Abstract

To establish optimal Doppler ultrasonographic (US) venous pulsatility index and computed tomographic (CT) criteria for right hepatic vein (RHV) stenosis after living donor liver transplantation (LDLT) and to compare accuracies of these methods by using receiver operating characteristic (ROC) analysis. This retrospective study was approved by an institutional review board; informed consent was waived. Eighty patients (48 men, 32 women; mean age, 51.5 years +/- 9.2 [standard deviation]) underwent Doppler US and CT within 8 days of hepatic venography following right lobe LDLT between October 2006 and September 2008. At venography, RHVs were classified into a stenosis or nonstenosis group. At Doppler US, venous pulsatility index was defined as the difference between maximum and minimum frequency shifts divided by maximum frequency shift.
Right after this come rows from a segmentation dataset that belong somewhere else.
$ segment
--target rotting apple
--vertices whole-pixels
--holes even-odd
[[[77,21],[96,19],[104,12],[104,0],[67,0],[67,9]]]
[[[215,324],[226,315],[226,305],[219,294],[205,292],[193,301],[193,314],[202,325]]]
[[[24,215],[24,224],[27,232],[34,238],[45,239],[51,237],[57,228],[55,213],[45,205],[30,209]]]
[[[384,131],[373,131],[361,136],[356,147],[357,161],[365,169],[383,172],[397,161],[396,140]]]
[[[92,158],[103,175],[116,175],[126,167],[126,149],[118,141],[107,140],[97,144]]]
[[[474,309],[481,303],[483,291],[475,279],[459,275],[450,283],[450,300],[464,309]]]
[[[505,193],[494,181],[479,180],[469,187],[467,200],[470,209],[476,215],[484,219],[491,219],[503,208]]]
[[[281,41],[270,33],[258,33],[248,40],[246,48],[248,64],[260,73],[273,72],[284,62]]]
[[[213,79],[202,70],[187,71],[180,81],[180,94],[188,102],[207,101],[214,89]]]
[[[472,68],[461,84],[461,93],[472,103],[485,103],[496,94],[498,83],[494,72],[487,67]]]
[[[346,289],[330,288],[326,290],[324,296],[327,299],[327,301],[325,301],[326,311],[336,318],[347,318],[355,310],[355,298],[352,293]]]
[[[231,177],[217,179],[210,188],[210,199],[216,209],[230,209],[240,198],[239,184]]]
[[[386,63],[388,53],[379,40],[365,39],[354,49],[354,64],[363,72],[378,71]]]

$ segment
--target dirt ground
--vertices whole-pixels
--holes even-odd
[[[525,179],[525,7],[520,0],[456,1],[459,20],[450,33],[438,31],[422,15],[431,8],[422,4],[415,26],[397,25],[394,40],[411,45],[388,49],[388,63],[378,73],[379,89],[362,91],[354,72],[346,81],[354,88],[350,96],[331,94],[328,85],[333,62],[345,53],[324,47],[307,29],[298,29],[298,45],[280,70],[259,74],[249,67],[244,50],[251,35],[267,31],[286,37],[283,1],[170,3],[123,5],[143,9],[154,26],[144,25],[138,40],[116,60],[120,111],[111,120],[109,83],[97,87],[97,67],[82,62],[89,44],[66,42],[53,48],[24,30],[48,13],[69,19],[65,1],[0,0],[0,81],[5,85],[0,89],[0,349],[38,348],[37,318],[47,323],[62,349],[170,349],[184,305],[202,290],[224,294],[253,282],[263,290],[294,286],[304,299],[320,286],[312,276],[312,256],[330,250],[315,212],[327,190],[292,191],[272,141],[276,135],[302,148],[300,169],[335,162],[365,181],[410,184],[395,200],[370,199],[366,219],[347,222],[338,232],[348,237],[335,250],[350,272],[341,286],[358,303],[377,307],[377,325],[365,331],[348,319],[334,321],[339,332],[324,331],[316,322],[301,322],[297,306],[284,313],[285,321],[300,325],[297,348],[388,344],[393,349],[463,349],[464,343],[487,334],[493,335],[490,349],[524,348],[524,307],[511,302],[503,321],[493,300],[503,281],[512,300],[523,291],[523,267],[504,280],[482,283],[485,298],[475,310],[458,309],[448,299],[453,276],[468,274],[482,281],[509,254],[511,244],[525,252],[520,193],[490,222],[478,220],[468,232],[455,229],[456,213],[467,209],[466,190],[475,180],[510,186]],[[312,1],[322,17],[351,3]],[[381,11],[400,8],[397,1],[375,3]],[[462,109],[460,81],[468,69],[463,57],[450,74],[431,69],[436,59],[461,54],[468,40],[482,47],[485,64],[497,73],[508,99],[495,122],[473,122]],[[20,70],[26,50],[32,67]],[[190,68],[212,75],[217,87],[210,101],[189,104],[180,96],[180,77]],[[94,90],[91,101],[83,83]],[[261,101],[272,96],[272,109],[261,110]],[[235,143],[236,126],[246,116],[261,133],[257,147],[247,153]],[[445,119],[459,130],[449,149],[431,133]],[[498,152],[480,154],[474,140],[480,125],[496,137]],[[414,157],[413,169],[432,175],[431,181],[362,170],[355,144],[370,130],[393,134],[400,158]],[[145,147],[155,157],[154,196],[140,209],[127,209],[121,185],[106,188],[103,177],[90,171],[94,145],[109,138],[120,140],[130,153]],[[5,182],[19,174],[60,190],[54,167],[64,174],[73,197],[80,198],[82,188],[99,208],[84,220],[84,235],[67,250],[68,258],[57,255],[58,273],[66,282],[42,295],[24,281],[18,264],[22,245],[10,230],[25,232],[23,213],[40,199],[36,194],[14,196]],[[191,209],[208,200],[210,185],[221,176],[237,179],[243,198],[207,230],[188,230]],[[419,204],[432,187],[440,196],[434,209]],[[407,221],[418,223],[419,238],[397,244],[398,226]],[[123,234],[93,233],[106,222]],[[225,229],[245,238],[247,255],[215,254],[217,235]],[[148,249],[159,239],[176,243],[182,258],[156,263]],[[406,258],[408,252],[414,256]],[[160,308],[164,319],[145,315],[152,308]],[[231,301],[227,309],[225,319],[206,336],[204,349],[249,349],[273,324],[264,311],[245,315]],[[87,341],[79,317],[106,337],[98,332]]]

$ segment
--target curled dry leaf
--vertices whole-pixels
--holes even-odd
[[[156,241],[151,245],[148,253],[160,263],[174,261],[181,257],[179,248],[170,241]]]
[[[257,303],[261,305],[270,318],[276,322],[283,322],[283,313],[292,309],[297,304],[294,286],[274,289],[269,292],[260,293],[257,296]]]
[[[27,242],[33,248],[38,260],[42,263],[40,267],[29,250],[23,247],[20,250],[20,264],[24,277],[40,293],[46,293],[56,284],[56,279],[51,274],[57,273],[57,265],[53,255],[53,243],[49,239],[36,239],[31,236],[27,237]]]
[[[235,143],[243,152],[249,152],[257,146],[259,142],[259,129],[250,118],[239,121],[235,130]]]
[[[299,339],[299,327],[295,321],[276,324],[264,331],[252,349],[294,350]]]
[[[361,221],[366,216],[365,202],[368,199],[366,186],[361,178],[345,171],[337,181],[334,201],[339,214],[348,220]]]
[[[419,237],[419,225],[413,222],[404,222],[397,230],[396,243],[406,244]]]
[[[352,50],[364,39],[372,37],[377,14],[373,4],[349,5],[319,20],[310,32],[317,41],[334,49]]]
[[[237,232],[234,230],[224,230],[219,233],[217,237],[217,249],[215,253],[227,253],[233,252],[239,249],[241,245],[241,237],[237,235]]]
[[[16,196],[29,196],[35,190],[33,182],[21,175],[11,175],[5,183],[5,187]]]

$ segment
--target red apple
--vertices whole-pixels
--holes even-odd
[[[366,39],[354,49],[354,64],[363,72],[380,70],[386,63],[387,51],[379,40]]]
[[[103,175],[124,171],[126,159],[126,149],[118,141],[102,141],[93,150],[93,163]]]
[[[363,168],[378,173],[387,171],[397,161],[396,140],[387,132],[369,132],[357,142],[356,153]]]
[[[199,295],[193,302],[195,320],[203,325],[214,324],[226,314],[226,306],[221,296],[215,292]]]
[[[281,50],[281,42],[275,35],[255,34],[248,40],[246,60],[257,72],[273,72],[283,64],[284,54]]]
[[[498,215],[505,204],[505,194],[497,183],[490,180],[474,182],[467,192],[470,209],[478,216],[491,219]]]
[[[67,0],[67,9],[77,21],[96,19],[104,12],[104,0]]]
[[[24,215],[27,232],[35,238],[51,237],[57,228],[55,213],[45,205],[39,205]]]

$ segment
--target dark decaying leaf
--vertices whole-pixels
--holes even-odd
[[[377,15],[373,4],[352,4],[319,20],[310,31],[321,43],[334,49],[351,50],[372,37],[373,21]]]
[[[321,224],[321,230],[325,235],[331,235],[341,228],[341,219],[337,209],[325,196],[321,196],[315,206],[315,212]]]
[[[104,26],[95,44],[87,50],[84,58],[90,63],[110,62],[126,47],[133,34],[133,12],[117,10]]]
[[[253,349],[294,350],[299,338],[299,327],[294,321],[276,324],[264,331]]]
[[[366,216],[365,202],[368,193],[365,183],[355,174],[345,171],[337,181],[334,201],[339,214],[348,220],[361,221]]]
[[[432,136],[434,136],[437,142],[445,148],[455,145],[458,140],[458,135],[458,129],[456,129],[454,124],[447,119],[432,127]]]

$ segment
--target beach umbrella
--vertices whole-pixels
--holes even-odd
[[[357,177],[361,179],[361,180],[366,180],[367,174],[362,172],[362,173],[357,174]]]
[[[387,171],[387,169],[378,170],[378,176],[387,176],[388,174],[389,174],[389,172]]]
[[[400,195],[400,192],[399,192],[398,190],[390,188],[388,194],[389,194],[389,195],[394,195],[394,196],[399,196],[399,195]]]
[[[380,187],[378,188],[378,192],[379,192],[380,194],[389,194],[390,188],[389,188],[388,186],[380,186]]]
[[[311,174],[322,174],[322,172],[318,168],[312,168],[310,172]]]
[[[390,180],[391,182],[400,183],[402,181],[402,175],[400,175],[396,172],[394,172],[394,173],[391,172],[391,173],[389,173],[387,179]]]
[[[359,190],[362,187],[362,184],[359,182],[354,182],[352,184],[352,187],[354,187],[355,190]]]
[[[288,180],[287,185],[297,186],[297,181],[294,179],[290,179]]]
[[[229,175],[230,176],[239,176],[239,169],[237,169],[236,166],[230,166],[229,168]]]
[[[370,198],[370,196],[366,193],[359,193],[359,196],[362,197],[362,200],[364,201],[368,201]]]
At CT, diameters of anastomosis and RHV were measured; percentage of stenosis was calculated. Mean Doppler US and CT parameters in the two groups were compared; ROC analysis was performed. There were 30 stenotic and 50 nonstenotic RHVs. Mean venous pulsatility index and mean anastomosis diameter were significantly lower and mean percentage of stenosis was significantly higher in the stenosis than the nonstenosis group (P < .001 each). Optimal cutoffs for venous pulsatility index, anastomosis diameter, and percentage of stenosis were 0.16, 3.7 mm, and 47%, respectively. Sensitivity and specificity were 86.7% and 68.0% for venous pulsatility index, 96.7% and 88.0% for anastomosis diameter, and 96.7% and 86.0% for percentage of stenosis, respectively. At ROC analysis, anastomosis diameter (P = .002) and percentage of stenosis (P = .003) were significantly more accurate than venous pulsatility index. CT is more accurate than Doppler US for RHV stenosis after LDLT, with venous pulsatility index as the sole sonographic criterion. Patients suspected of having RHV stenosis at Doppler US may benefit from CT to reduce unnecessary venography.